A year and a half later, I'm on a day off, idly browsing a bookshop in Shoreditch, and I find the book again. It's a signal: time to get it!
I start reading it in the company of iced coffee, overseeing the monumentally ugly Silicon Roundabout. Later on, I hop on the tube, walk to a shop, find it's closed (yay for boutiques with erratic opening times), I realise I'm actually closer than I thought from home, so I find a nearby TFL bike station, hop on the bike and start experiencing the joy of mindful cycling...
It's a warm July afternoon, it's sunny, I'm vaguely aware of the direction I need to follow, I get lost a few times, but I slowly find my way around until I connect with the area I am familiar with. I'm aware of the heat, the sunlight between the leaves, the sweat under my armpits, the wind I create as I move, cooling me down (specially in the armpits). It's a good ride.

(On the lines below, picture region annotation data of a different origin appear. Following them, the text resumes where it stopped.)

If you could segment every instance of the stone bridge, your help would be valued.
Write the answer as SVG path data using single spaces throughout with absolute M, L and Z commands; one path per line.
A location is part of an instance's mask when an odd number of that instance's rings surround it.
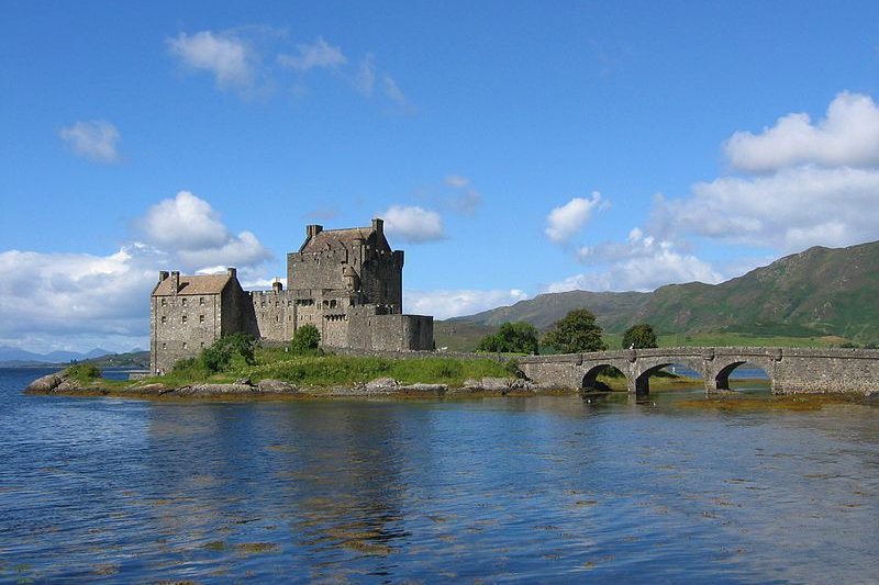
M 626 378 L 628 392 L 645 395 L 650 375 L 679 364 L 702 374 L 705 391 L 730 389 L 730 374 L 745 363 L 761 368 L 774 394 L 879 393 L 879 351 L 866 349 L 789 349 L 760 347 L 680 347 L 628 349 L 519 359 L 525 375 L 546 387 L 583 390 L 608 367 Z

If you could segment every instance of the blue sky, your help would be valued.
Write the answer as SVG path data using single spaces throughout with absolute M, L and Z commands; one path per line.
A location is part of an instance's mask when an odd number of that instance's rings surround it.
M 160 269 L 388 224 L 408 312 L 879 239 L 875 2 L 18 2 L 0 345 L 146 347 Z

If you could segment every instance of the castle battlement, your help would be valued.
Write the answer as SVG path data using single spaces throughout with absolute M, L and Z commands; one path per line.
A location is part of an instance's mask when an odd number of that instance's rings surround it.
M 222 335 L 289 341 L 303 325 L 324 347 L 364 350 L 433 349 L 433 317 L 403 315 L 402 250 L 392 250 L 382 220 L 369 227 L 305 226 L 299 251 L 287 255 L 287 283 L 244 291 L 234 268 L 225 274 L 159 272 L 151 295 L 151 367 L 170 370 Z

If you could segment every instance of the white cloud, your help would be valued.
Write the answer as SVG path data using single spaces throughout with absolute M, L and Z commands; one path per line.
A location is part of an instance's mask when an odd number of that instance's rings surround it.
M 110 122 L 102 120 L 77 122 L 73 126 L 62 128 L 58 135 L 78 156 L 94 162 L 119 161 L 116 144 L 122 136 Z
M 181 191 L 136 222 L 143 243 L 109 256 L 0 252 L 0 345 L 48 351 L 148 347 L 149 292 L 158 270 L 236 266 L 259 283 L 270 255 L 249 232 L 230 234 L 205 201 Z
M 524 291 L 513 290 L 439 290 L 403 292 L 405 312 L 415 315 L 433 315 L 437 319 L 447 319 L 461 315 L 472 315 L 481 311 L 503 305 L 512 305 L 524 301 L 528 295 Z
M 371 95 L 376 87 L 376 57 L 367 53 L 360 61 L 357 76 L 354 78 L 354 88 L 364 95 Z
M 176 38 L 166 40 L 166 44 L 170 54 L 187 67 L 213 74 L 221 88 L 245 87 L 253 82 L 255 55 L 234 34 L 180 33 Z
M 574 198 L 560 207 L 555 207 L 546 216 L 546 235 L 556 244 L 566 244 L 601 203 L 601 193 L 593 191 L 590 199 Z
M 817 124 L 809 114 L 782 116 L 760 134 L 736 132 L 724 144 L 730 164 L 749 172 L 799 165 L 879 165 L 879 108 L 868 95 L 843 92 Z
M 578 250 L 581 262 L 605 268 L 575 274 L 549 284 L 547 292 L 589 291 L 653 291 L 663 284 L 705 282 L 715 284 L 723 275 L 712 266 L 690 254 L 676 249 L 674 243 L 645 236 L 634 228 L 624 244 L 602 244 Z
M 291 69 L 308 71 L 315 67 L 338 67 L 348 61 L 340 47 L 327 44 L 322 36 L 312 44 L 297 45 L 297 49 L 299 55 L 278 55 L 278 63 Z
M 403 241 L 421 244 L 445 238 L 443 218 L 434 211 L 419 206 L 391 205 L 379 216 L 385 220 L 388 235 Z
M 0 344 L 41 351 L 145 347 L 147 300 L 163 258 L 138 246 L 110 256 L 0 252 Z
M 189 191 L 149 207 L 137 226 L 148 244 L 175 250 L 185 269 L 254 266 L 271 257 L 251 232 L 232 235 L 210 203 Z

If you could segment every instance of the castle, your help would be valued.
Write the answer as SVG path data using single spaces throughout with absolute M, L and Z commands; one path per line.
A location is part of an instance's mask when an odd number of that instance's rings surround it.
M 314 325 L 327 348 L 433 349 L 433 317 L 402 314 L 403 251 L 391 249 L 381 220 L 348 229 L 307 226 L 299 251 L 287 255 L 287 283 L 248 292 L 234 268 L 160 271 L 151 295 L 151 371 L 169 371 L 224 334 L 285 342 L 303 325 Z

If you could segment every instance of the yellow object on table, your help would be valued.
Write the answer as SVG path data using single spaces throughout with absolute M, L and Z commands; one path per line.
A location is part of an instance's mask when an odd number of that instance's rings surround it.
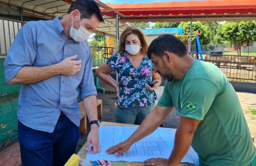
M 79 162 L 79 156 L 73 154 L 69 158 L 64 166 L 78 166 Z

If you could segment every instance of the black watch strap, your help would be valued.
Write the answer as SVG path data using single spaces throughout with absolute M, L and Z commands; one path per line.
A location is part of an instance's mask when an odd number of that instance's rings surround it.
M 99 126 L 99 121 L 91 121 L 89 124 L 89 125 L 91 126 L 93 124 L 98 124 L 98 125 Z

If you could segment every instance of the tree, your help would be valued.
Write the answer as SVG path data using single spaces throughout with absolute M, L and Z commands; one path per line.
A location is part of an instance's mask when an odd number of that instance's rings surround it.
M 206 21 L 202 23 L 202 25 L 208 27 L 210 31 L 210 38 L 211 42 L 214 43 L 214 36 L 217 32 L 217 30 L 220 25 L 221 25 L 217 21 Z
M 256 23 L 243 21 L 226 22 L 219 27 L 216 36 L 217 43 L 234 44 L 237 54 L 241 55 L 242 46 L 256 41 Z
M 136 26 L 141 29 L 148 28 L 150 27 L 149 23 L 143 23 L 143 22 L 141 23 L 136 23 L 135 22 L 131 23 L 127 22 L 127 24 L 131 26 Z
M 171 22 L 171 23 L 159 23 L 157 22 L 152 27 L 152 28 L 177 28 L 180 25 L 180 23 L 176 23 L 175 22 Z
M 187 23 L 181 22 L 178 26 L 179 27 L 183 28 L 183 35 L 190 35 L 190 22 Z M 194 34 L 194 32 L 198 30 L 199 31 L 199 40 L 201 45 L 206 45 L 211 42 L 210 33 L 208 27 L 202 25 L 200 22 L 192 23 L 192 34 Z M 185 44 L 187 44 L 188 39 L 187 38 L 181 39 L 181 40 Z M 195 45 L 195 37 L 191 38 L 191 45 Z
M 99 34 L 95 34 L 94 35 L 94 38 L 98 42 L 104 41 L 104 36 Z

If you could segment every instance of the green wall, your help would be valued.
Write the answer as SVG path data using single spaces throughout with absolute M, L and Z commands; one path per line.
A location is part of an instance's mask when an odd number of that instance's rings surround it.
M 0 146 L 18 136 L 17 112 L 20 85 L 8 85 L 4 73 L 4 58 L 0 58 Z

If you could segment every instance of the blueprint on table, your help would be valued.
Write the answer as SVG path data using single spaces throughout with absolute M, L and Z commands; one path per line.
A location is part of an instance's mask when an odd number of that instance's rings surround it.
M 101 151 L 91 154 L 88 151 L 86 158 L 90 160 L 104 159 L 129 162 L 142 162 L 151 158 L 169 158 L 173 148 L 176 129 L 168 128 L 158 128 L 153 133 L 134 143 L 127 152 L 120 156 L 116 156 L 114 153 L 108 155 L 106 153 L 109 148 L 126 140 L 138 127 L 101 127 L 99 134 Z M 190 147 L 181 162 L 199 165 L 198 156 L 192 147 Z

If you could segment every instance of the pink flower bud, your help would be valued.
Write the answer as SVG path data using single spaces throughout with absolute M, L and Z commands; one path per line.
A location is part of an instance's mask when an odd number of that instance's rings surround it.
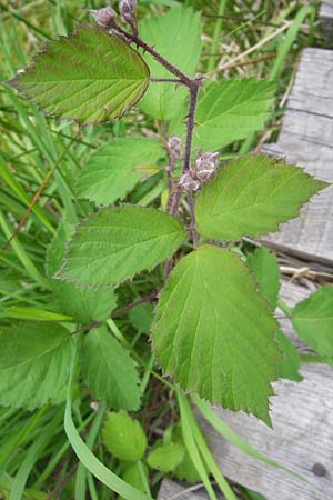
M 179 186 L 185 191 L 198 191 L 201 183 L 199 180 L 193 178 L 191 172 L 186 172 L 180 178 Z
M 103 28 L 111 28 L 114 24 L 117 13 L 112 7 L 105 7 L 98 10 L 90 9 L 89 12 L 94 18 L 95 22 Z
M 120 0 L 119 10 L 121 13 L 121 19 L 129 24 L 134 22 L 134 13 L 138 7 L 137 0 Z
M 206 152 L 201 154 L 195 160 L 195 178 L 198 178 L 201 182 L 206 182 L 215 176 L 218 168 L 218 152 Z
M 182 156 L 182 140 L 180 137 L 171 137 L 168 141 L 168 150 L 171 160 L 174 162 Z

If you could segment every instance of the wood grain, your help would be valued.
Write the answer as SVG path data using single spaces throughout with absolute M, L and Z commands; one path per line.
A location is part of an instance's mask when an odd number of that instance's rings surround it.
M 273 429 L 254 417 L 221 408 L 215 411 L 253 448 L 302 474 L 309 482 L 248 457 L 218 434 L 198 412 L 222 472 L 260 492 L 266 500 L 329 500 L 333 497 L 332 369 L 306 364 L 301 372 L 302 382 L 283 380 L 274 386 Z M 313 469 L 325 474 L 315 476 Z
M 191 490 L 189 491 L 189 489 Z M 221 497 L 218 493 L 216 496 L 219 500 L 224 499 L 224 497 Z M 199 486 L 199 489 L 193 491 L 193 488 L 189 484 L 164 479 L 158 500 L 209 500 L 209 497 L 203 487 Z
M 327 42 L 333 38 L 333 1 L 324 0 L 319 12 L 319 20 Z
M 276 143 L 263 152 L 284 157 L 322 180 L 333 182 L 333 53 L 305 49 Z M 261 241 L 276 250 L 333 264 L 333 187 L 312 198 L 301 216 Z

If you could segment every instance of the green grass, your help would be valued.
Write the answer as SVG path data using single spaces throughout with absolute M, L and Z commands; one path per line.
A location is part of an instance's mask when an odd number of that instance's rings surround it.
M 165 9 L 163 4 L 174 3 L 176 2 L 142 1 L 140 16 L 145 16 L 149 11 L 162 12 Z M 313 22 L 314 10 L 304 7 L 307 1 L 293 2 L 291 7 L 290 2 L 284 0 L 261 0 L 255 2 L 255 9 L 252 0 L 198 0 L 183 3 L 203 10 L 205 36 L 200 67 L 203 73 L 212 71 L 216 64 L 230 63 L 240 53 L 274 33 L 285 21 L 293 21 L 287 31 L 272 38 L 244 60 L 239 60 L 215 77 L 222 79 L 255 76 L 278 80 L 276 107 L 264 132 L 265 137 L 273 140 L 283 113 L 283 107 L 280 107 L 279 102 L 289 88 L 300 51 L 309 44 L 323 43 Z M 87 19 L 87 8 L 100 4 L 101 2 L 93 0 L 0 1 L 1 80 L 13 77 L 19 68 L 26 67 L 46 40 L 71 32 L 78 22 Z M 223 17 L 215 18 L 216 12 Z M 132 112 L 114 124 L 79 130 L 73 124 L 46 118 L 14 91 L 1 86 L 1 322 L 9 322 L 13 311 L 21 318 L 27 318 L 28 314 L 34 319 L 44 314 L 53 314 L 53 318 L 61 314 L 47 279 L 47 248 L 62 219 L 77 223 L 94 210 L 91 203 L 75 196 L 78 172 L 91 152 L 111 137 L 147 133 L 147 130 L 159 133 L 159 124 L 144 117 L 140 117 L 133 124 L 132 117 L 135 113 L 137 111 Z M 240 149 L 249 150 L 260 139 L 261 136 L 255 136 L 244 143 L 232 144 L 222 151 L 222 154 L 230 158 Z M 130 199 L 144 206 L 160 206 L 164 182 L 163 178 L 154 177 L 138 187 Z M 38 200 L 32 204 L 37 193 Z M 22 227 L 16 232 L 20 221 L 23 221 Z M 159 272 L 141 274 L 132 282 L 123 284 L 120 289 L 119 307 L 159 288 L 161 276 Z M 179 412 L 172 384 L 163 382 L 161 374 L 155 371 L 158 368 L 151 358 L 147 336 L 135 330 L 128 317 L 121 317 L 109 323 L 109 327 L 115 336 L 121 332 L 120 340 L 135 353 L 138 362 L 141 363 L 143 399 L 138 418 L 149 436 L 150 444 L 154 443 L 164 429 L 181 419 L 185 430 L 184 440 L 191 449 L 193 461 L 198 462 L 198 470 L 202 481 L 208 484 L 211 498 L 214 498 L 214 493 L 205 466 L 225 497 L 234 499 L 234 493 L 216 470 L 199 429 L 191 420 L 193 417 L 186 399 L 180 397 Z M 71 399 L 67 401 L 64 430 L 65 398 L 65 393 L 59 394 L 58 401 L 52 401 L 34 412 L 0 408 L 0 492 L 3 498 L 115 498 L 107 486 L 114 480 L 113 474 L 120 471 L 120 464 L 114 462 L 101 446 L 100 428 L 104 410 L 94 411 L 89 391 L 73 388 Z M 87 444 L 78 431 L 84 437 Z M 89 448 L 93 450 L 93 456 Z M 73 450 L 82 459 L 83 466 L 88 466 L 101 482 L 79 464 Z M 109 472 L 103 468 L 109 468 Z M 160 479 L 158 473 L 150 477 L 153 496 L 157 494 Z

It is not the most perfect book ever, some things just leave me a bit "eh?", and I would have liked more thoughts on urban cycling---the author seems to live in a pretty suburb and has way more chances than I do to stop and witness nature--- but there are some beautiful reflections here. I often bring them back to my mind when I'm frustrated while cycling:
- focusing on the spindle which holds everything together as we pedal
- the resistance from gravity and the incline
- the smell and quality of the air
- how are my muscles feeling right now
Some more I've developed, inspired by the book:
- looking at the patterns of traffic lights when waiting for a green light
- actually counting how many cars get through a green light
- how are people dressed
- how slow can you go without losing momentum? what's the most comfortable way to just enjoy the ride?
It's also quite nice physically-wise: a little square-ish book. Interesting form factor. Agreeable formatting and layout. The drawings are a bit too digital for my liking, but I can live with them. I like all the cycle drawings and drawings of people on cycles.